But on Saturday night he’ll be doing something that he’s never done before.
He’ll be stepping into the ring as a professional.
Moore, a 2007 Logan High School graduate and former two-time Coal Area Toughman champion at Logan, is scheduled to make his professional debut on Saturday night with a four-round men’s light heavyweight bout against Ryan Britton at the Logan Toughman.
The bout is the Toughman’s main event this year.
Moore won his Toughman titles in 2006 and 2007.
Then after fighting at the Toughman World Championships in Mississippi, Moore made his return to the Logan Toughman in 2009 in the heavyweight class.
Moore ending up losing a three-round decision to eventual champion Matt Garretson of Charleston.

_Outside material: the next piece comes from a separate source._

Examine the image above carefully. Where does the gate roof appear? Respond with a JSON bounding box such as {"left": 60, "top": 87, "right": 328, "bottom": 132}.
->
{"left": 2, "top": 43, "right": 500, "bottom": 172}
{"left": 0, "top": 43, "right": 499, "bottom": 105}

Bell time is scheduled for 7:30 p.m. on Saturday night.
The Toughman event got under way on Thursday night with preliminary round bouts and takes tonight off.
Moore said he’s excited about making his pro debut in his hometown.
“Absolutely. We’re pretty much in my backyard here at the fieldhouse,” Moore said at ringside on Thursday night while watching some of the bouts. “I won my first title here in 2006 and came back in 2007 and defended my title. It’s showtime. I’m in the pros now and I’m ready to go. I’m in shape and I’m ready to go.”
Britton, a former two-time Toughman champion at Parkersburg, enters the bout with a 2-0-1 professional record.
Moore is being trained by another former Logan Toughman champion in Chapmanville native Daniel Hensley.
Hensley, a former pro boxer himself, closed out his professional career with a perfect 9-0 record.
Moore, who was a standout baseball and football player at Logan High School, comes from a boxing family.
His brother Jason McCloud, won the Logan Toughman championships in 1999 and 2004.
Moore’s manager is Dr. Chase Hill, a local chiropractor, who also runs a fitness center in Madison.
“I think that’s really helped Jordan out, too, because they have all of the state-of-the-art equipment,” Toughman promoter Jerry Thomas said about Moore’s training.
“Training has been tough,” Moore added. “You have to accept that and train hard. It’s three-minute rounds now and it’s going to be tougher. It’s no longer one-minute rounds, it’s three-minute rounds. My camp and I are ready to go. I hope that I can fight like I am capable of fighting. That’s me. I’m a boxer and that’s what I do for a living. We’re going to put it all on the line on Saturday night.”
Moore said he’s trained with a lot of people.
“I’ve been with just about everybody,” he said. “Daniel Hensley, Jason Pettiway, Terrence Kelly, Scott Kuhn, Chase Hill I’ve worked with. Carlos Turner has been with me since I was 7 years old. Noah Kirk has also helped me train. They have all helped throw everything into the mix.
“They have all helped me out and I hope that it shows when I get into the ring.”
Moore said Britton will be a tough opponent.
“I know that he’s tough,” he said. “He’s won two matches as a professional and is a former two-time Toughman champion. I don’t think that he’s fought in a while but he’s got experience and he’s going to be a good opponent. I’m sure that he’s going to be ready to go.”
Moore has ironically trained some with Garretson, the only boxer to defeat him on the Toughman stage at Logan.
“We’ve trained together in the same facility. Matt’s a great guy, you can’t beat him,” Moore said. “He’s definitely somebody that I like to surround myself in training. He’s got a great attitude. He’s a bad cat. He’s an MMA fighter now and I wish him the best.”
Moore was in the corner of Madison welterweight Zack Kuhn on Thursday night during the first night of the Toughman.
Kuhn ended up winning a four-round pro fight over Dan Crabtree of Columbus, Ohio, in a decision.
This year marks the 24th time the Toughman has rolled into Logan.
Thomas said the event is always big.
“We do a lot of advertising and we have a two-hour TV highlight show which runs the second and fourth Sundays each month on Sudden Link Cable,” Thomas said. “People get to see the Toughman there on TV and we’ve been doing that for four years. I think that’s helped a lot. We’ve been around awhile, too. This is our 33rd year in West Virginia. The season runs from November through April and we just finished our first event of the season last week at Lewisburg. I think that was the best event we had there, too.
“We had two pro bouts in that event last weekend. The second night we made Greenbrier County history in that we held the first West Virginia heavyweight title fight in that county’s history at the state fairgrounds when Bobby Thomas Jr., no relation to me, was on the card and won with a seventh-round TKO in a scheduled 10-round fight. He was 10-1 and his opponent was 8-0. It was a heck of a fight.”